I’ve got an opinion on everything and I’m a person who feels a lot of things. I have feelings about the weather, about politics, about what I’m going to cook for dinner, about the way Baby Cat treats Daddy Cat, about running, about the clothes in my closet, about the shows I watch, the music I listen to, the books I read. I have feelings and opinions on the choices I’ve made today, yesterday and last week and the year before that. I have feelings about most things people to say to me, about my marriage and friendships and about eggplant. I hate that shit.

Point is, I feel things. All the things. And I talk about things, all the things, especially feelings.

But not everyone is that way. And when things are really dark, or when I feel like my feelings might be a burden to someone I love, I don’t talk about it. And then shit gets crazy, cause if you keep that shit to yourself, you lose your shit. You might not know you’re losing your shit until after it’s been lost and you go forward with life (because that’s the thing about life, the mother fucker keeps moving, no matter what sort of shit hole you’ve fallen into), and then you look back and it’s like, HOLY SHIT. That was some shit. That I lost.
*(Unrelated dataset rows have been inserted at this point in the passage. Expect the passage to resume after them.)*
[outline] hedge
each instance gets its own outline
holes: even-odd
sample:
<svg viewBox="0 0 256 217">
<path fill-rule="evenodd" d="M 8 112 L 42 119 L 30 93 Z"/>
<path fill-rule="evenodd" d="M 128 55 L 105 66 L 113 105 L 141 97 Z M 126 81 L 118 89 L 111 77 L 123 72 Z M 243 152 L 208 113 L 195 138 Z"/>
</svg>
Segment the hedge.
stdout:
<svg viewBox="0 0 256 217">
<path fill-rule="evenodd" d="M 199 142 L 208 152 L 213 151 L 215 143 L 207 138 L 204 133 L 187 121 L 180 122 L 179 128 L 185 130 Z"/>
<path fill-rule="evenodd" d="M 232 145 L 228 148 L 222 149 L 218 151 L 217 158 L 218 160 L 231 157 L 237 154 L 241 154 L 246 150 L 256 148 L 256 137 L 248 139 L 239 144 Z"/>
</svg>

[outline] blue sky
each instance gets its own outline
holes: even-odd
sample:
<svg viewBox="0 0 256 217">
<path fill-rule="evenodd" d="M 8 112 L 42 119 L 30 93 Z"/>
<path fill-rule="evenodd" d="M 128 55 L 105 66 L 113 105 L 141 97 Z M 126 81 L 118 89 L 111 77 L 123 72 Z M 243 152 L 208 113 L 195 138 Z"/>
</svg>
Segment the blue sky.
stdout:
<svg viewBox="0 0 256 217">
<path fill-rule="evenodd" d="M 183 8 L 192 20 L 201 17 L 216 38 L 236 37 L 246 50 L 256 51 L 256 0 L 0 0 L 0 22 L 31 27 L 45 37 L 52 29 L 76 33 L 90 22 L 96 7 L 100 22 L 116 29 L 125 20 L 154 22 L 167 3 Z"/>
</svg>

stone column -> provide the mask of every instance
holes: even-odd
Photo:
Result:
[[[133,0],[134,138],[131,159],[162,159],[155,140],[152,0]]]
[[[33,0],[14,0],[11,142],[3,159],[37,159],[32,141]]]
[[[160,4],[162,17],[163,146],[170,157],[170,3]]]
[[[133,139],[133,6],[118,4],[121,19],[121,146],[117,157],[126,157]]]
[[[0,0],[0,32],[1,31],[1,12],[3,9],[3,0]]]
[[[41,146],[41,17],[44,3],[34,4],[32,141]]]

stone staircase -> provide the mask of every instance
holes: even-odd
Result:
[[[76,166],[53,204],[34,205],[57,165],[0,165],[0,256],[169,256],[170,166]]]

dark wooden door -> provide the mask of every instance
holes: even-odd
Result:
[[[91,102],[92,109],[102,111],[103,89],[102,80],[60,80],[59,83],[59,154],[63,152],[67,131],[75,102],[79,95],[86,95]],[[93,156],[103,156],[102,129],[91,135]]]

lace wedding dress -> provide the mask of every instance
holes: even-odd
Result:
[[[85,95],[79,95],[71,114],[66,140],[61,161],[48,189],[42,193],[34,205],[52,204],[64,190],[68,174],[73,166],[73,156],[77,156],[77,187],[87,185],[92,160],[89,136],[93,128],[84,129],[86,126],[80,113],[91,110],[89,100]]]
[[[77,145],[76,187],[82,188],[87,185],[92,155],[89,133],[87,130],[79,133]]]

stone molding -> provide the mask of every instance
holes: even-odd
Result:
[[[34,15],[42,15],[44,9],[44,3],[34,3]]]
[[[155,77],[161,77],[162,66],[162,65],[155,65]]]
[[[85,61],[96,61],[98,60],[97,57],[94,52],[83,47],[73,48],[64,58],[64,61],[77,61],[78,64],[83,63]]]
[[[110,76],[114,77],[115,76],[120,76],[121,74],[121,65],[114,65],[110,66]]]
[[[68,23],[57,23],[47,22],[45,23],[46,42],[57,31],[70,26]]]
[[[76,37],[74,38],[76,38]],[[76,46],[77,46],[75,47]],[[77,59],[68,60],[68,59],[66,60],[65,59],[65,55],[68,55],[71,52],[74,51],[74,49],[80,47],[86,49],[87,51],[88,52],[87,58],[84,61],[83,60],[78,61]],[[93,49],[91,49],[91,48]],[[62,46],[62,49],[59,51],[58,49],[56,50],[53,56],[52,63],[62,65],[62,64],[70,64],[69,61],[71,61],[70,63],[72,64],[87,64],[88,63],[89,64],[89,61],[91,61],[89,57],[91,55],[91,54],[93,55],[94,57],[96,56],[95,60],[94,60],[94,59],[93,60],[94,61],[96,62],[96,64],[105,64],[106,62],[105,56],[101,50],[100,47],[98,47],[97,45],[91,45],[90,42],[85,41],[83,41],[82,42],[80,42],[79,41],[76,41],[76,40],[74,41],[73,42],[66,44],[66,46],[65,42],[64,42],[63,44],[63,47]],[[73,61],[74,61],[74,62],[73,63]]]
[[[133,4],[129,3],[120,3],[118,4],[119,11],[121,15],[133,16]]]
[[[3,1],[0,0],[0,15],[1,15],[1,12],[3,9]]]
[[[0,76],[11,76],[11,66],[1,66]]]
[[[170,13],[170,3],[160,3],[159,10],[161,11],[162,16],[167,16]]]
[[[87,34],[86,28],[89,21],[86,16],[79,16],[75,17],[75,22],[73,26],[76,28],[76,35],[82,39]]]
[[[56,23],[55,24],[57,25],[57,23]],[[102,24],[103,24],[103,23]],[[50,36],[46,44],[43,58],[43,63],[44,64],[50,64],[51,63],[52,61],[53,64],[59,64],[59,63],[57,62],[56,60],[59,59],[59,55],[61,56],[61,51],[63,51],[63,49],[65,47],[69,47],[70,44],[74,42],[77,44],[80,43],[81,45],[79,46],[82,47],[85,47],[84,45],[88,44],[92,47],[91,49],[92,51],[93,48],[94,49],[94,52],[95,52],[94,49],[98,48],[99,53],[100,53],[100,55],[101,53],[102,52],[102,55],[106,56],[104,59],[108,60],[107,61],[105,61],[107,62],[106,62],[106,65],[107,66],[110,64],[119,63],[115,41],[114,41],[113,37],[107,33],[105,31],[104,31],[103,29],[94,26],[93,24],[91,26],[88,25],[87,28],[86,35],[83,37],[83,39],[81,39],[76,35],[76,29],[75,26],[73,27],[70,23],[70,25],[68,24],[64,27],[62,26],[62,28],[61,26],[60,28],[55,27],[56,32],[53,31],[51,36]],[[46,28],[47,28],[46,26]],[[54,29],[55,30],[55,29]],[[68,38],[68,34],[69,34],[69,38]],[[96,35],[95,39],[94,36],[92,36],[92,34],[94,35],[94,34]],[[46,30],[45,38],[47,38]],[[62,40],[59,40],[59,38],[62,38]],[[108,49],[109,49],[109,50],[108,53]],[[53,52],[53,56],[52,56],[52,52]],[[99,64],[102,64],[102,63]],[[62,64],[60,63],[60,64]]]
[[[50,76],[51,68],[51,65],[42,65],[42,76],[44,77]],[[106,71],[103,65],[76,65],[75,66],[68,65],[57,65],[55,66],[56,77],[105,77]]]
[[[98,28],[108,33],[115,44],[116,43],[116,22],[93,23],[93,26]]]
It’s just that some things are hard to say. It’s hard to say you’re angry when you’re trying to be supportive, when you’re trying to be a good person, and do what you know is the right thing. It’s hard to be honest sometimes too, to say, out loud, that shit is hard. Because it is. Life. It’s a mother fucker.

And sometimes it’s hard to say anything. Even the simple things.

There’s a space there, the space that grows between all the things that want to be said, that heavy burden that’s  carried around like an overstuffed ruck sack. And once you stop saying some of the things you want to say, it’s easier to add to the pile until you’re buried under a mountain of things that started small until they festered and mutated into a beast of bullshit and resentment. And then it’s all nearly unidentifiable. It’s a mess of little things that merged to create this big space, this big, ugly gap and it’s hard to identify any of the parts, so you look at it and name it I Don’t Know, because you don’t anymore.

I don’t know what comes next. I don’t know what my life will look like in a year, or even what it will feel like tomorrow. But I know that I love. And I hope that’s enough. I hope it’s enough to break apart the I Don’t Know and close the space between. Because I really, really love. More today than yesterday.